Dabei hat die Aussage dass Markttiming nicht funktioniert ja einen wahren Kern, der aber nichts mit dem Timing an sich zu tun hat, sondern damit dass die große Mehrheit dazu nicht in der Lage ist, weil sie eben keine genügend kompentente, rationale CRV-Bewertung vornehmen kann. Es macht also durchaus Sinn Otto Normalanleger zu empfehlen es gar nicht zu versuchen, weil es völlig an den Grundlagen dafür fehlt.
Markttiming funktioniert also sehr wohl, aber nicht wenn man an Prognosen glaubt und nicht in Wahrscheinlichkeiten und Szenarien denken kann! Wir wissen nie was die Zukunft bringt, wir können aber Chancen und Risiken gegenüber stellen und uns davon leiten lassen. Und das kann man sehr wohl kompetent oder inkompetent machen.
Denn jede kluge Handlungsentscheidung am Markt, egal ob Trade oder Investment, ist immer die intelligente Abwägung von Chancen und Risiken.
Wenn sich also zum Jahresende 2021 das Risiko verdichtet, dass der Markt nur noch vom Window-Dressing zusammengehalten wird und zum Jahresanfang 2022 dann Abgaben einsetzen, dann macht es Sinn sich auf dieses Risiko einzustellen. Ob es dann so kommt ist eine ganz andere Frage, wenn wir unser Handeln aber immer am objektiven Marktzustand ausrichten, werden wir am Ende ein positives Ergebnis produzieren.
Herumraten funktioniert nicht, wer das unter "Markttiming" versteht hat recht, das kann man sich sparen. Es ist aber möglich den Charakter des Marktes im Hier & Jetzt zu erfassen und darauf basierend kann man intelligente Entscheidungen treffen, die dann öfter richtig als falsch sind. Ich beweise das den Mitgliedern nun seit gut 10 Jahren.
Wie die Zukunft exakt wird, wissen wir dadurch immer noch nicht. Der Revolver kann beim russischen Roulette trotz nur 17% Wahrscheinlichkeit trotzdem auslösen.
Was wir aber leisten können, ist vor einer Handlung Chancen und Risiken möglichst kompetent gegenüberstellen. Und wer das kann und sich dabei weder von Angst noch Gier leiten lässt, wird am Ende eines Jahres zufrieden auf sein Depot schauen. Und genau dabei will ich ihnen hier helfen.

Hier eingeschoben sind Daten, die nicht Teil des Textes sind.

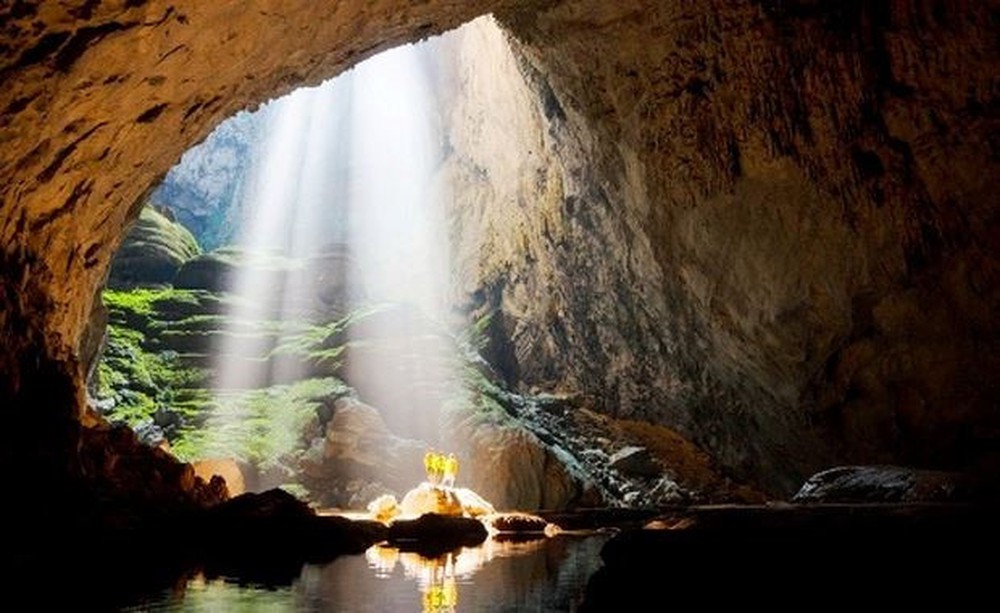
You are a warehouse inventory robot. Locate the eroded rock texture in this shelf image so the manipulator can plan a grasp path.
[0,0,1000,492]
[480,2,998,490]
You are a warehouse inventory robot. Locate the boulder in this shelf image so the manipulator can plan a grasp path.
[191,458,246,496]
[108,206,201,289]
[388,513,489,557]
[792,466,973,503]
[483,512,549,534]
[399,483,464,517]
[608,446,663,477]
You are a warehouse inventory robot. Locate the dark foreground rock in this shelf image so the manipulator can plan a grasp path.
[388,513,488,557]
[792,466,982,503]
[580,504,1000,611]
[196,489,386,585]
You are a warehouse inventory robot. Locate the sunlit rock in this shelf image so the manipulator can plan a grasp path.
[191,458,246,496]
[452,487,496,517]
[399,482,465,517]
[108,206,201,288]
[368,494,401,523]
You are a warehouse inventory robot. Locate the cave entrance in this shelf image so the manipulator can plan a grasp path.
[90,17,492,509]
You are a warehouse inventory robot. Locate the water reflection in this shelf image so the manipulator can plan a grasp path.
[365,537,546,613]
[131,534,607,613]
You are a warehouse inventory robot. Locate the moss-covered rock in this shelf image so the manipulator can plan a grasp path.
[108,206,201,289]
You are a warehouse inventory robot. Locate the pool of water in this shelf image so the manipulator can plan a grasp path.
[125,533,609,612]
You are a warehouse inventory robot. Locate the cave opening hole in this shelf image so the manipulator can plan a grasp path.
[89,16,517,509]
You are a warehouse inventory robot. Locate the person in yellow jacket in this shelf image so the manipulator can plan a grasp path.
[424,449,439,483]
[441,453,458,487]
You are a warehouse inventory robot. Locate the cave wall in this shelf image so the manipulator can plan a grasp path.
[480,0,1000,491]
[0,0,1000,498]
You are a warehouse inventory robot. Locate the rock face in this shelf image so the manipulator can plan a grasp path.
[0,0,1000,504]
[792,466,973,502]
[438,2,1000,493]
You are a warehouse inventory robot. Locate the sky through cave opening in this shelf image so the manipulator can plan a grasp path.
[98,17,499,508]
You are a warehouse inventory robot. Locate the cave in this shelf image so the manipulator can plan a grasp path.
[0,0,1000,610]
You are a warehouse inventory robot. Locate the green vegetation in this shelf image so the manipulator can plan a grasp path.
[172,377,351,470]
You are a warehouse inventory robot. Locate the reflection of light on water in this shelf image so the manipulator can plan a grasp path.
[365,538,545,612]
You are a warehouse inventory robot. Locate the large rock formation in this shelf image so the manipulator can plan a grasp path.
[0,0,1000,502]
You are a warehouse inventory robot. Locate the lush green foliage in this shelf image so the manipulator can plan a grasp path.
[172,377,350,468]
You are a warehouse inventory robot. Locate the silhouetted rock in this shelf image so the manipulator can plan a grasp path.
[388,513,488,555]
[792,466,974,502]
[580,504,1000,611]
[203,489,386,566]
[483,512,549,533]
[608,447,663,477]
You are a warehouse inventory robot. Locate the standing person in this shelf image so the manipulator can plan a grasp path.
[424,449,438,483]
[444,453,458,487]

Aktuell ist der Markt ganz schlicht und einfach so, wie ich das den Mitgliedern zusammenfassend am 09.01.22 am Ende meines -> Wochenausblicks KW02 2022 <- geschrieben habe:
Der Markt spielt derzeit zwei sich überlagernde Wenden, einerseits die Zinswende, andererseits das erhoffte Ende der Pandemie. Beides überlagert sich und führt zu erheblichen Verschiebungen zwischen Sektoren.
Das ist definitiv *keine* Ausgangslage um ins Blinde hinein den Helden zu spielen. Lassen wir uns vom Markt überzeugen, wann immer seine Stimmung besser wird. Solange dieser Beweis nicht kommt, bleiben wir skeptisch."
Und ich wäre kein bischen überrascht, wenn die aktuelle Bereinigungsphase sich noch Wochen zumindest bis in den Februar ausdehnt und am Ende vielleicht fast das ganze 1. Quartal 2022 umfasst. Auch das gehört dazu, der Markt ist lange genug permanent hochgelaufen.
Die Mitglieder kennen über Jahre mein Mantra des "bullish until proven otherwise". Dieses Mantra ist nun aktuell verdreht, die Bullen müssen mir hier etwas beweisen und meine Haltung am Ende der KW04 2022 ist am Besten so zu beschreiben:
"Caution until proven otherwise"
Wir tun in meinen Augen also nun gut daran, uns hier auf der sicheren Seite zu irren und uns im Falle des Falles von der bullischen Variante erst überzeugen zu lassen.